Now for my commentary today.
It’s not often I am gobsmacked by government, but one should never under estimate the incompetence of King County.
The County issued its design plans for that portion of the East Lake Sammamish Trail that runs from 33rd St (the 7-11) to the Issaquah City Limits, and it’s the identical design to the North end that has caused so much controversy.
Please see my post of Sunday, County to City, citizens: Drop Dead, for context.
I emailed the City Feb. 15 about the design. What I got back pretty much summed up the County’s position by this clip from the Paul Newman movie, Cool Hand Luke.
In an email Feb. 16 to me (subject as always to Public Records disclosure), Laura Philpot, assistant City Manager, advised:
We (city staff) are aware that the 90% plans released by the County do not address the City’s comments submitted at the 60% stage of the project. Our City Manager, Ben Yazici, and myself met with the Director of Parks for King County, Kevin Brown, on January 30 to express our concerns about a lack of response to our comments thus far. Mr. Brown shared the fact that they are working on addressing our comments; even now that the 90% have been released. He shared there was a breakdown in their internal communication and the design team did not receive our letter in a timely manner, but they are still committed to being more flexible. Mr. Brown and I have a more detailed follow up meeting scheduled later this week to review their progress. We will not be accepting the transfer of the permit from King County until such time our comments have been responded to.
I emailed Brown afterwards:
Following the issuance of the 90% design and tree retention plan for ELST Section 2A, I noted that the plans continue to call for an 18 ft wide trail and removal of up to 65% of the trees along this section.
I contacted the City of Sammamish and in part received the following (public records-eligible) reply from Laura Philpot of the city:
Our City Manager, Ben Yazici, and myself met with the Director of Parks for King County, Kevin Brown, on January 30 to express our concerns about a lack of response to our comments thus far. Mr. Brown shared the fact that they are working on addressing our comments; even now that the 90% have been released. He shared there was a breakdown in their internal communication and the design team did not receive our letter in a timely manner….
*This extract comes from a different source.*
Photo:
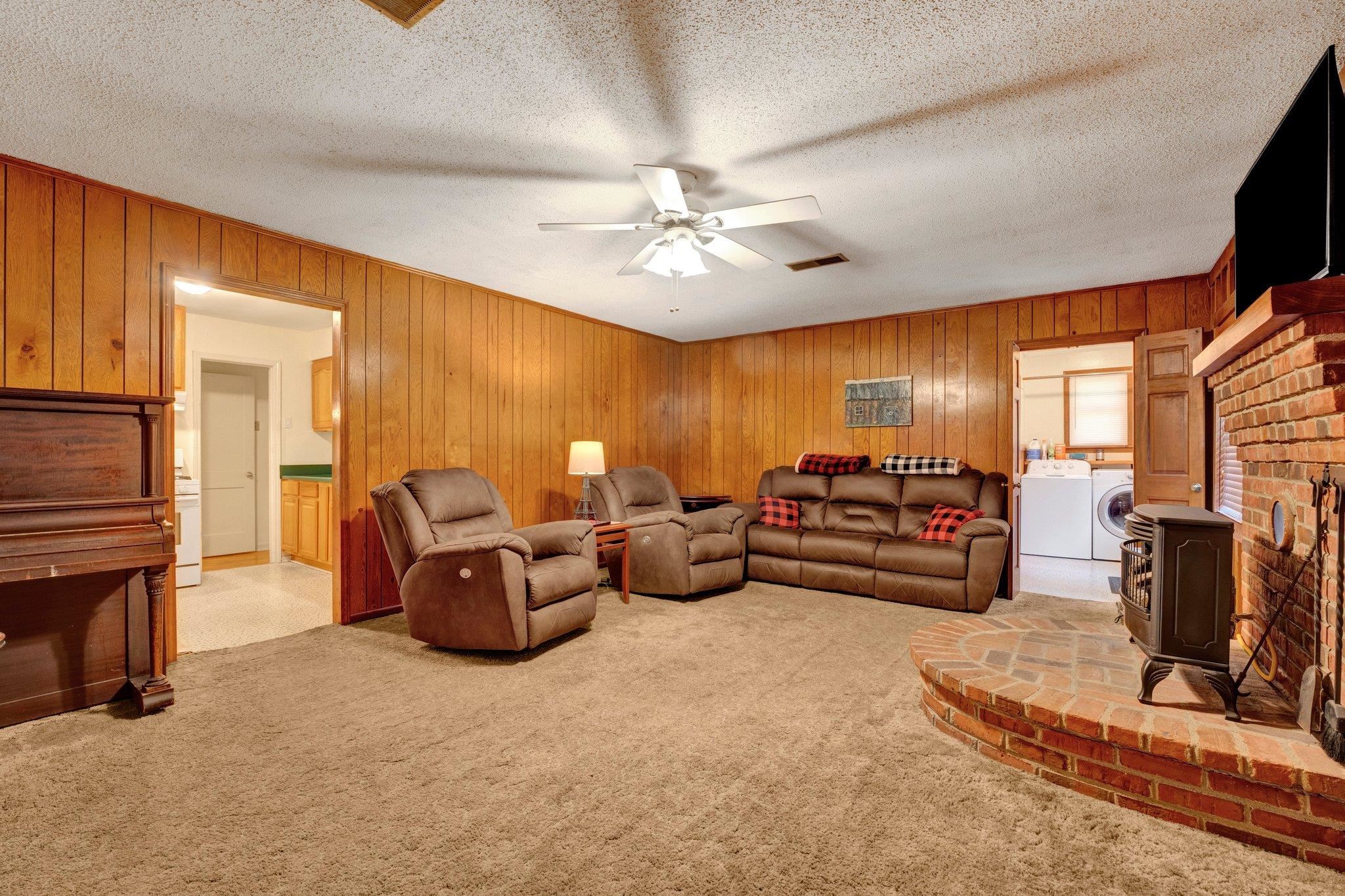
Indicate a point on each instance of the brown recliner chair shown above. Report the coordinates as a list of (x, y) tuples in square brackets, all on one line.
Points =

This raises the obvious question of whether any of the other public comments, including my own, were shared with the design team. Were all comments not communicated to the design team due to an “internal communications error”?
The excuse of an “internal communications error” defies belief. The Oct. 29 deadline for public comments, and the city’s interest were hardly a secret to the County and the design team. Common sense dictates that someone would have asked about them—if there was any real interest in considering them.
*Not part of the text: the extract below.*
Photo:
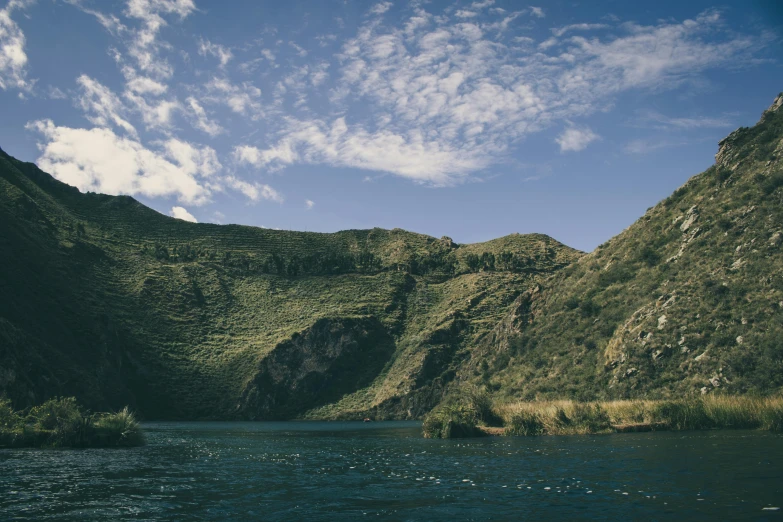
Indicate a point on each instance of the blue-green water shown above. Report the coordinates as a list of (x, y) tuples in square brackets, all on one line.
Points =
[(345, 471)]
The lack of any design revisions to accommodate sensitive areas, to save more trees, etc., only solidifies the perception that (1) King County doesn’t give a darn about citizen comments per the “Comment Period,” (2) is so inflexible and adamant about deviating from a semi-truck-capable trail design that it’s willing to sacrifice the environment and neighborhood concerns in the process.
Given the high profile controversy over the Section 1 issues, the County’s 90% design of Section 2A demonstrates an appalling lack of sensitivity over the issues previously raised to the county. It is precisely this sort of thing that gives the county a bad name.
So that there is “no error of communications,” the underlying question stands:
What happened to all the other comments (including my own) that were submitted by the Oct. 29 Public Comment period deadline?
As yet I have not received an answer from Brown.